A well-balanced diet consists of a variety of foods. These are some of them:

  • Cereals (wheat, barley, rye, maize, or rice) or starchy tubers or roots are staples (potato, yam, taro or cassava).
  • Legume (lentils and beans).
  • Vegetables and fruits.
  • foods derived from animals (meat, fish, eggs and milk).

Here is some helpful information about eating a healthy diet and the benefits of doing so, based on WHO standards.

WHO recommendations

Baby and young children should be breastfed.

  • Breastfeeding promotes healthy growth and may have longer-term health benefits, including as lowering the chance of becoming overweight or obese later in life and developing noncommunicable diseases.
  • Breast milk should be solely fed to babies from birth to six months of age to ensure a healthy diet. It’s also crucial to start introducing a variety of safe and nutritious supplementary foods at 6 months of age, while continuing to nurse until your child is at least two years old.

Consume plenty of fruits and veggies.

  • Vitamins, minerals, dietary fiber, plant protein, and antioxidants are all abundant in them.
  • Obesity, heart disease, stroke, diabetes, and certain types of cancer are all reduced in people who eat a diet high in vegetables and fruit.

Reduce your fat intake

  • Fats and oils are concentrated energy sources. Too much fat, especially the improper forms of fat, such as saturated and industrially manufactured trans-fat, can raise the risk of heart disease and stroke.
  • Use unsaturated vegetable oils (olive, soy, sunflower, or maize oil) instead of animal fats or saturated fat-rich oils (butter, ghee, lard, coconut, and palm oil) to ingest healthier fats.
  • Total fat consumption should not exceed 30% of a person’s entire caloric intake to avoid harmful weight gain.

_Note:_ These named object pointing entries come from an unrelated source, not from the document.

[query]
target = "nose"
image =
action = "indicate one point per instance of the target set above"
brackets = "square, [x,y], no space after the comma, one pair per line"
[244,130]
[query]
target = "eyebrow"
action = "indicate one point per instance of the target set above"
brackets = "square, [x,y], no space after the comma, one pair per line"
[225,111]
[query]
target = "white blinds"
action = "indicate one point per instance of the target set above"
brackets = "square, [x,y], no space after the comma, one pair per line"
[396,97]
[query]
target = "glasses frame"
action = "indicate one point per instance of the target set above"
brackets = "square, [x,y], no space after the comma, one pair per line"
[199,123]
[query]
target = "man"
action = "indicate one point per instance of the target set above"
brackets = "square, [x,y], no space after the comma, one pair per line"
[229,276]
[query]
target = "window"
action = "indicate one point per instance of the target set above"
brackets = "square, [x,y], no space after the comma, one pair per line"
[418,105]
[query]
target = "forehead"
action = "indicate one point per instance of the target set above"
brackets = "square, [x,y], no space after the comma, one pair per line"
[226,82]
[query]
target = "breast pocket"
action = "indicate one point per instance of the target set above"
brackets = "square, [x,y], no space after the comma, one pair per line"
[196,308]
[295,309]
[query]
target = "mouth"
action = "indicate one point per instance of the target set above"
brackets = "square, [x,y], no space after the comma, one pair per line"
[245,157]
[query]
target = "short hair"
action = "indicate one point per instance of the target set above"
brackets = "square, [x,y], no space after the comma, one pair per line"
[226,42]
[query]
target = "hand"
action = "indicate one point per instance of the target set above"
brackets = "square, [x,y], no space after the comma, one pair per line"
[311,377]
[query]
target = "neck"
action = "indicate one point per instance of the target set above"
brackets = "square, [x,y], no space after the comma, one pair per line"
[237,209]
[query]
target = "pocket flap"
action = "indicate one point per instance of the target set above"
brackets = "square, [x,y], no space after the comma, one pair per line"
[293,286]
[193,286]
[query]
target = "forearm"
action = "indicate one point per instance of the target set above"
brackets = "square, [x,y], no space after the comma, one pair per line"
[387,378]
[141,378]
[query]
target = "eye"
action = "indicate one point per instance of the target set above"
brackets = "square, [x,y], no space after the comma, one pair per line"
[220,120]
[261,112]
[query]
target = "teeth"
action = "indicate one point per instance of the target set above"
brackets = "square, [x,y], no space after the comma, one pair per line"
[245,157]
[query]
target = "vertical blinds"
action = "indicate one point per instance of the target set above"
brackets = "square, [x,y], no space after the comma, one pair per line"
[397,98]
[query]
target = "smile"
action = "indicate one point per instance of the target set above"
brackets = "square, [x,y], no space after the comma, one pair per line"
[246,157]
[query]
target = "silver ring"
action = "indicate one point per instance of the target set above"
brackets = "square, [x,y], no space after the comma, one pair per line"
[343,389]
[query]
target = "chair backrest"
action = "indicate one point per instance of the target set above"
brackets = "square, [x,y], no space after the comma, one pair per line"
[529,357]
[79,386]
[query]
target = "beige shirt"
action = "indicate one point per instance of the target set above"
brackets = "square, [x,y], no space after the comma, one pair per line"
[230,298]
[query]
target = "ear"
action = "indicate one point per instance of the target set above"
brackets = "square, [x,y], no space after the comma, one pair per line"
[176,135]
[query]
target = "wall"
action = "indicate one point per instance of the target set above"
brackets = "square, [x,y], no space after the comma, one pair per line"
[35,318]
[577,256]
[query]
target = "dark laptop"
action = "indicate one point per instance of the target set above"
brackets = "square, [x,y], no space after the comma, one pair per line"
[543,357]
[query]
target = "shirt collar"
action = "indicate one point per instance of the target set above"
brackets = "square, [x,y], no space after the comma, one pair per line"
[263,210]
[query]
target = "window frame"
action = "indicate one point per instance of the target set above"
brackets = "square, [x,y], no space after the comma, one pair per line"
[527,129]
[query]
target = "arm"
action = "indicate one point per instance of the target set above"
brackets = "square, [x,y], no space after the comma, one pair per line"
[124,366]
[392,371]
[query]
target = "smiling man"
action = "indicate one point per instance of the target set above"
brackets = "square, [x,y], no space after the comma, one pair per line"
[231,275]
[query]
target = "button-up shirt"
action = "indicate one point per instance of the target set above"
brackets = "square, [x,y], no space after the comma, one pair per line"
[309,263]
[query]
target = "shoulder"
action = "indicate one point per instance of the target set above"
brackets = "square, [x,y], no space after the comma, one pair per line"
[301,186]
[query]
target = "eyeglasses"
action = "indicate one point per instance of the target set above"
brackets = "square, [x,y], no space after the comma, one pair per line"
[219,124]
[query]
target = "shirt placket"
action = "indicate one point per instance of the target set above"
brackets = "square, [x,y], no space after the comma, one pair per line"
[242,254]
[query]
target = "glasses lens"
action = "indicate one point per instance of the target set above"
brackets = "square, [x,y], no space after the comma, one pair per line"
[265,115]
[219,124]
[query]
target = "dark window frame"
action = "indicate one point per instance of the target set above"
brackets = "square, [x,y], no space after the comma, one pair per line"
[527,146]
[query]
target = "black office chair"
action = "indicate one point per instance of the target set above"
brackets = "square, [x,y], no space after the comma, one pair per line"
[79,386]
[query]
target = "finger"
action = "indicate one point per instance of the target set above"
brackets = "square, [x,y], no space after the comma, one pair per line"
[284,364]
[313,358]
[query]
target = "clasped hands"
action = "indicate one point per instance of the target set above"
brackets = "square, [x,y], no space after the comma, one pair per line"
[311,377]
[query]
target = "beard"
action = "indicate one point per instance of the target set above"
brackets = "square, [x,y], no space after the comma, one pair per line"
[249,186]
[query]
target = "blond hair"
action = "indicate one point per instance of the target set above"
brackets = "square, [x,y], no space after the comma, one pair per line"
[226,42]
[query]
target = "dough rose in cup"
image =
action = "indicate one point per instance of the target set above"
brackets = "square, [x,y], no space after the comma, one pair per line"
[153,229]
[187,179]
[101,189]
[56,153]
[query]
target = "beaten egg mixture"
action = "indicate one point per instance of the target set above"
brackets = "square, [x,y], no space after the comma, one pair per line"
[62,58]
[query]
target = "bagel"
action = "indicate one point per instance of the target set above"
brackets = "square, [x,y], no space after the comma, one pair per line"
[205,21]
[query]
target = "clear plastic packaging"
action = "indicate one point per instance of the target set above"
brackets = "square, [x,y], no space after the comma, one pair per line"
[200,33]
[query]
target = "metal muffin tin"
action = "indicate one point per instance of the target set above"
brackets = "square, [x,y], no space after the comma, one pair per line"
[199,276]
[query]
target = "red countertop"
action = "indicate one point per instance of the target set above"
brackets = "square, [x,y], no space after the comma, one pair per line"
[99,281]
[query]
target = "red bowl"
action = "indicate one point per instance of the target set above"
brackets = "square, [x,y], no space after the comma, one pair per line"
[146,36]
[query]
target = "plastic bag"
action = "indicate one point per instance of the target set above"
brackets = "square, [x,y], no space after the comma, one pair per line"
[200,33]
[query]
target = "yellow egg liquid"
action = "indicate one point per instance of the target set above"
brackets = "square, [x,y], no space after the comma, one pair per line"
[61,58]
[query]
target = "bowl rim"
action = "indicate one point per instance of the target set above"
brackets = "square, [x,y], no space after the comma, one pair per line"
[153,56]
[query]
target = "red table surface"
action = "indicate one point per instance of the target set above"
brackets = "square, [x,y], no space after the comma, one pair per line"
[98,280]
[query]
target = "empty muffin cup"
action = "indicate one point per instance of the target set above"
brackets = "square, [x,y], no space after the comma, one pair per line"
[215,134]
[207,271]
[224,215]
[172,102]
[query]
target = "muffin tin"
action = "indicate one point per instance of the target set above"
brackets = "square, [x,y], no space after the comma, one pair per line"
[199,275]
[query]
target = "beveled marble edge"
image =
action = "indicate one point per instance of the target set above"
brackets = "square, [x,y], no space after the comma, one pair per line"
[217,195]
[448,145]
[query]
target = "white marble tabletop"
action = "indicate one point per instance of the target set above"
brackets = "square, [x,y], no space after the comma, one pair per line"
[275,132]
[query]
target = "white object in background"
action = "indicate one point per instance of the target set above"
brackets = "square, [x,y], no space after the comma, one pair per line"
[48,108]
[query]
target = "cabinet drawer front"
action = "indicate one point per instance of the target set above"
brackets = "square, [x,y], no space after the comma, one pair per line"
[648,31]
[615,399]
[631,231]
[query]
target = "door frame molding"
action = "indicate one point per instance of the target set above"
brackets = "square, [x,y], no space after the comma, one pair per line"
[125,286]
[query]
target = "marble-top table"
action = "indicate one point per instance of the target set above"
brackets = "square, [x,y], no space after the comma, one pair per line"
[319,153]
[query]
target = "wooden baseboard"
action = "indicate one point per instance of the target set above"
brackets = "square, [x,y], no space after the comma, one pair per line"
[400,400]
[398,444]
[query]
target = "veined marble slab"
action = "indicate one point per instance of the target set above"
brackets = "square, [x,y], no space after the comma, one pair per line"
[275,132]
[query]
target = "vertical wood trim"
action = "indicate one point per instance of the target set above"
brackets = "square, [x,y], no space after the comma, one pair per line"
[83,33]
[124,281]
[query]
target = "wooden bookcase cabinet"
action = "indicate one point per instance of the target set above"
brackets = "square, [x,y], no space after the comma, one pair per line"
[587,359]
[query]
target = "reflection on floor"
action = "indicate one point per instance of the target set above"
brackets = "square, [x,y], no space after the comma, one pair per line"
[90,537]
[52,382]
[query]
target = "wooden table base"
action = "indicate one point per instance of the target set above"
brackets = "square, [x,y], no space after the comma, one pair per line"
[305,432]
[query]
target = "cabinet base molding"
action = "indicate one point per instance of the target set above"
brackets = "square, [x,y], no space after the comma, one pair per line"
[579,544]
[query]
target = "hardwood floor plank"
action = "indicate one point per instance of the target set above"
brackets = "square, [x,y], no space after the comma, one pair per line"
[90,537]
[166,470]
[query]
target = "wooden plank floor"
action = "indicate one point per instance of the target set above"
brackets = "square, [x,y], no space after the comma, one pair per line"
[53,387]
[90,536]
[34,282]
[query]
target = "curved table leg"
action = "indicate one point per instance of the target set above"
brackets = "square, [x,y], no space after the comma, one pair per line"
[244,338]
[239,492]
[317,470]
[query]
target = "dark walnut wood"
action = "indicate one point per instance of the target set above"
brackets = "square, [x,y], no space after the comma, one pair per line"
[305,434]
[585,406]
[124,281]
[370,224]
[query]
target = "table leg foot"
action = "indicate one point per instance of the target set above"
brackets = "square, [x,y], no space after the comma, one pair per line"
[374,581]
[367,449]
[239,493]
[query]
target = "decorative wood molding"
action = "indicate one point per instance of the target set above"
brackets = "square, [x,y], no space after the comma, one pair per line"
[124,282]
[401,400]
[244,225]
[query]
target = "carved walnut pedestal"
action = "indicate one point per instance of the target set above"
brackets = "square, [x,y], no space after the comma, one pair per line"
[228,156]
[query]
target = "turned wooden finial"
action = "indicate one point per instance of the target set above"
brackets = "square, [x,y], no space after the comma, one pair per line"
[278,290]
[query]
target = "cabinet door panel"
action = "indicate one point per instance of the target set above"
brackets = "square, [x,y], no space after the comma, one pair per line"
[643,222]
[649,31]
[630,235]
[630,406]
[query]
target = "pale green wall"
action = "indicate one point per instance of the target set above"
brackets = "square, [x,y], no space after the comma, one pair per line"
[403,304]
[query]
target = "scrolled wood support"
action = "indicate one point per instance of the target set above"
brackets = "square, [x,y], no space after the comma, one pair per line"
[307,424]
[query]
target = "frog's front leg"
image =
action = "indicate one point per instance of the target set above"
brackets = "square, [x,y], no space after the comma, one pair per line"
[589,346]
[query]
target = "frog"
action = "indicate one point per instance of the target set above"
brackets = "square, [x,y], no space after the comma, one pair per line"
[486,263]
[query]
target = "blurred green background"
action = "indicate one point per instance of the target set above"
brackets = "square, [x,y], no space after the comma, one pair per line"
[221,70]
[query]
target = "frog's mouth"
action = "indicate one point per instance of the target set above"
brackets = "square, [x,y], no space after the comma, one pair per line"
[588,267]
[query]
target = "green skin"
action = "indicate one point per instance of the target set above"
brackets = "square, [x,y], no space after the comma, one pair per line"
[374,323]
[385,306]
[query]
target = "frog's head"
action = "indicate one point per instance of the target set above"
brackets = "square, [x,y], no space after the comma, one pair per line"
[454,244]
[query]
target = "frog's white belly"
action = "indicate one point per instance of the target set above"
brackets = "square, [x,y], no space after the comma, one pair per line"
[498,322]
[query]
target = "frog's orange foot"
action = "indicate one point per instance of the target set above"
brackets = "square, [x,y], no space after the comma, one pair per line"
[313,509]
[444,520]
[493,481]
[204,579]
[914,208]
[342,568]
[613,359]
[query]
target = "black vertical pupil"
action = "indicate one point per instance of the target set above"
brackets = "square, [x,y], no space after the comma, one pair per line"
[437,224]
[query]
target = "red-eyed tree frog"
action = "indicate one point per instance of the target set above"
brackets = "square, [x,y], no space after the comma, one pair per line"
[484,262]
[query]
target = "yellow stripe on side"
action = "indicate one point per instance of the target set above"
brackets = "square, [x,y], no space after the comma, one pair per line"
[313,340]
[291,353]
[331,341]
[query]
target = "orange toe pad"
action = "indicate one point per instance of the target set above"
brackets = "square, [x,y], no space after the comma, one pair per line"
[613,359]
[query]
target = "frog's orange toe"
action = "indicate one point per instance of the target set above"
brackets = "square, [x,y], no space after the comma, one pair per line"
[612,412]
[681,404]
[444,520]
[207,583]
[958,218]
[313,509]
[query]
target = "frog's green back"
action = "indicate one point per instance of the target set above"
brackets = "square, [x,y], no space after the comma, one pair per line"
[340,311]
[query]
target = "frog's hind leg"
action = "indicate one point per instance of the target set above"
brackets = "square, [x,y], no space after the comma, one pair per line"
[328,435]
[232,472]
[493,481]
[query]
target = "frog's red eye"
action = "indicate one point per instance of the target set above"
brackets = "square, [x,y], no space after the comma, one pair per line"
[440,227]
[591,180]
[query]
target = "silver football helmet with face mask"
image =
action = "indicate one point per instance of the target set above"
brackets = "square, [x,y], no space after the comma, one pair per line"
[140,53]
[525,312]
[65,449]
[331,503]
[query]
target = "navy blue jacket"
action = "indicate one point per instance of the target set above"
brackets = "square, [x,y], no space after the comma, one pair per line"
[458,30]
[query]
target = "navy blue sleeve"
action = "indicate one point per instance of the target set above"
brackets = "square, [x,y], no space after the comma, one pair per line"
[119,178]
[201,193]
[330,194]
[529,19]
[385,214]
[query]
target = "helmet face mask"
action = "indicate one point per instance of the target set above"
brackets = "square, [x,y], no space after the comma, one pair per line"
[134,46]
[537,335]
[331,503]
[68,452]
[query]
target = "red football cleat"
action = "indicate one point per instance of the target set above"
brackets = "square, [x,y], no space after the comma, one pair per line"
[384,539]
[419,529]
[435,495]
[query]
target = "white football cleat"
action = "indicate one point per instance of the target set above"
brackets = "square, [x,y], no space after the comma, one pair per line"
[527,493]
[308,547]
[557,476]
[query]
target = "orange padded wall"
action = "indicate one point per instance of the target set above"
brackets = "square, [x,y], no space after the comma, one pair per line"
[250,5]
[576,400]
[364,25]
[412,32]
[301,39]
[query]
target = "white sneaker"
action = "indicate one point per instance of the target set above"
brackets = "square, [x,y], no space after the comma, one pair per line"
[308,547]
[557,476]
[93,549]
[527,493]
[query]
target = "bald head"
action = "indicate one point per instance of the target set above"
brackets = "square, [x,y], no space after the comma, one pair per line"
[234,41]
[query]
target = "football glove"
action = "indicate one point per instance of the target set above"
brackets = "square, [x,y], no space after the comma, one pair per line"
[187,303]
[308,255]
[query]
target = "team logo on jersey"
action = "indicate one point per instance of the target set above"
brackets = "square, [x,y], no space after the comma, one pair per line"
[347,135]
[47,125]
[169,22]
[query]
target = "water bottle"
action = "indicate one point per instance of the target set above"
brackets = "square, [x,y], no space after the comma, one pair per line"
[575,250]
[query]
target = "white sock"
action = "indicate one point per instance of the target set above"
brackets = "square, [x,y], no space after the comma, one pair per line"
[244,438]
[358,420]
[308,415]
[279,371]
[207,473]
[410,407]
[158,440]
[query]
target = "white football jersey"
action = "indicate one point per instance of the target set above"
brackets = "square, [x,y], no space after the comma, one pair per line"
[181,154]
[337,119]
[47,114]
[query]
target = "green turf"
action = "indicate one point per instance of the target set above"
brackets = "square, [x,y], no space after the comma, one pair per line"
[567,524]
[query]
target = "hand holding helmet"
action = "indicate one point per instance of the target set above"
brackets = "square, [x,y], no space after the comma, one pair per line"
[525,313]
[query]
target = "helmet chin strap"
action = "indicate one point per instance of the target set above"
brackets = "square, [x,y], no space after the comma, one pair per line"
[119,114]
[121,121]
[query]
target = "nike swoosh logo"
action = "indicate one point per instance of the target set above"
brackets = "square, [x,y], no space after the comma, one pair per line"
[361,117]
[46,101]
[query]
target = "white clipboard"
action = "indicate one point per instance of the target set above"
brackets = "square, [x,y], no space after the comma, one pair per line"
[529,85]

Sugar consumption should be kept to a minimum

  • Sugars should make up less than 10% of your overall energy intake in a healthy diet.
  • Reducing the percentage to less than 5% has further health benefits.
  • Fresh fruits, rather than sweet snacks like cookies, cakes, and chocolate, help to minimize sugar consumption.
  • Limiting sugary drinks such as soft drinks, soda, and other sugary drinks (fruit juices, cordials, and syrups, flavored milks, and yogurt drinks) can also help reduce sugar intake.

Reduce your salt consumption

  • In the adult population, limiting salt consumption to fewer than 5g a day helps to prevent hypertension and lowers the risk of heart disease and stroke.
  • When cooking and preparing foods, limiting the amount of salt and high-sodium condiments (soy sauce and fish sauce) helps to reduce salt intake.